What’s the problem?
Once a school has purchased your ed tech product or service, what then? In my experience, a lot of great products are let down by terrible documentation. That doesn’t necessarily mean it’s been written badly. It may be good, but just not useful. It may be too detailed, lacking in detail, or it may fail to address one simple question: what does the user actually want to achieve?
Let’s take an example. Suppose you sell a digital camera specifically designed for school use. It’s robust, brightly coloured, easy to see when it needs charging up, and so on. Although it has a few simple controls, you can do a lot more with it if you know where to look. Fine. The temptation is to write a manual that covers every single function, listed in alphabetical order.

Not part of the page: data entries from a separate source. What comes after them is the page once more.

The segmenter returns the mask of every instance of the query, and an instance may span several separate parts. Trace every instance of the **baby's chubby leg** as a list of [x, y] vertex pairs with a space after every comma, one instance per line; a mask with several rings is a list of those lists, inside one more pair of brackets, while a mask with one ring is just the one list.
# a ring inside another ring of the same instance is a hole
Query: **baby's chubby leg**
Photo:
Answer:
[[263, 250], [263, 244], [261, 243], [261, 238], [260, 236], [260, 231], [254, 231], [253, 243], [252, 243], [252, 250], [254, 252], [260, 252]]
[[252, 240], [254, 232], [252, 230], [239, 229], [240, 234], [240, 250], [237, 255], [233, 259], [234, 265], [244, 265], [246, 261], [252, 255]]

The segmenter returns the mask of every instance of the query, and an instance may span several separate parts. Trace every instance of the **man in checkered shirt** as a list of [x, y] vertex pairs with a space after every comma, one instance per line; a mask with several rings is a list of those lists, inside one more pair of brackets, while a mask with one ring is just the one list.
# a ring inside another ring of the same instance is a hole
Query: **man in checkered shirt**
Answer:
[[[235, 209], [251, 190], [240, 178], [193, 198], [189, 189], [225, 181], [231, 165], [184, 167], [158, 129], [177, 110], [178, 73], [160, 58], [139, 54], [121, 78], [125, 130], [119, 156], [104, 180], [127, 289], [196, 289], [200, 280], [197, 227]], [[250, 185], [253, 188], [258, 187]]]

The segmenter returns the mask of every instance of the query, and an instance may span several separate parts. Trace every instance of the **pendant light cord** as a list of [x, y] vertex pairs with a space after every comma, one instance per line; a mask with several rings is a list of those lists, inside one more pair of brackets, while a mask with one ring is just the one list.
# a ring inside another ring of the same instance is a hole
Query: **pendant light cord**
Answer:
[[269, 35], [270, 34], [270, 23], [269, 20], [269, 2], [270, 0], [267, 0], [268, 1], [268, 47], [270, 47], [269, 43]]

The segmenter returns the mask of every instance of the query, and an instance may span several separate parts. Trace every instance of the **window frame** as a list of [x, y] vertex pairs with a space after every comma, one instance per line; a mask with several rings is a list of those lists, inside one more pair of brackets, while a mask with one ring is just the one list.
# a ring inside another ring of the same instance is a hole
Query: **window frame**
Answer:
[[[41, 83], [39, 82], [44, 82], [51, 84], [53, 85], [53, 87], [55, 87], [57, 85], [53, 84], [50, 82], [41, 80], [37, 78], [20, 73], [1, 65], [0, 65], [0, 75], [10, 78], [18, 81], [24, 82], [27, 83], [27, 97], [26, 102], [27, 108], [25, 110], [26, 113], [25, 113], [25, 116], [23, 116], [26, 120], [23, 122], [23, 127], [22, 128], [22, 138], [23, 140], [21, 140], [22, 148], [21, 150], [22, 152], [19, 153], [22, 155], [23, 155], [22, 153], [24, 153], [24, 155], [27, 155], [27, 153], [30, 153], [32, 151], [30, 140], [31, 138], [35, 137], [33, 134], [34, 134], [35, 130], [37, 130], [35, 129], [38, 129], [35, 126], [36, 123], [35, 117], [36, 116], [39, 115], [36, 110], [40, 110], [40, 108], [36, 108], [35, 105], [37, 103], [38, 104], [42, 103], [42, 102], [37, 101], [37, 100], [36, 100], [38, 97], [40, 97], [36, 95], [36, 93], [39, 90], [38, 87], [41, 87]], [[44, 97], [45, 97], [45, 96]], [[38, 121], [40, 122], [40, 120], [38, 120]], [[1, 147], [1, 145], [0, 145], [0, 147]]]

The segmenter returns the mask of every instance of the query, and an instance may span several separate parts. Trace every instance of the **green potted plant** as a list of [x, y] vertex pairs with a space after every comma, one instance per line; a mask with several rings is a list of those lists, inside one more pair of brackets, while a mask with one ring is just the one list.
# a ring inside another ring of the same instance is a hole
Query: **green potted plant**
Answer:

The manual, weighing in at 198 pages, is supplied in a pdf format, available online.
The box contains a “quick-start” guide which tells the user to start taking pictures straight away by pressing the big red shutter button.
What’s the solution?
Neither of these guides really address what the busy teacher, with a classful of kids probably wants to do, which would be:
Take photos.
Pass the camera around so that the kids can take photos.
Get the photos out of the camera and upload them to somewhere central, where they can be viewed by the whole class and possibly others too, like parents.
Charge the camera after use.
Make room for more photos when the SD card becomes full.
None of that is rocket science, but each step could cause less confident teachers to worry: will the camera break if too many kids handle it? What if someone drops it or spills orange juice on it? What if I can’t get the SD card out? How do I put it back in? What if there are photos that we want to delete?
The differences between the all-encompassing pdf manual and the sort of manual that would address such points are:
The user-centred guide is available: the information could go on a card, or an A5 sheet of paper. No hunting for, and then downloading and printing PDFs. No hunting through the index or table of contents trying to second guess what the writer may have called the thing you’re looking for.
It’s pragmatic. It gets the teacher (and therefore her class) going right away.
It covers the subject from the point of view of the user, not the technical author who wrote that huge PDF.
How To Write The Manual
Thinking of the user, consider these suggestions:
Write different manuals for different people, or people at different levels of expertise. For example, an additional guide, to take the camera example, might be called “How to get more creative with your camera”. That would suit someone who has gone beyond “point and shoot”.
Write in lists. You’re not trying to win the Costa short story prize. Use numbered lists where the order is essential; use bullet points where it isn’t.
Include screenshots: a picture paints a thousand words and all that.
If possible, get a teacher to write the manual (and pay them).
If possible, ask other teachers, and pupils, to test the manual or guide before you have thousands of them printed.
Concluding remarks
Don’t let your product be let down by poor documentation, or good documentation that has not been thought through. A printer I bought a few years ago had very precise instructions on how to open the packaging without damaging the contents. Great idea, marred only by the fact that you had to open the packaging to find it!
A well-written manual, perhaps with some humour, could even become a talking point in itself.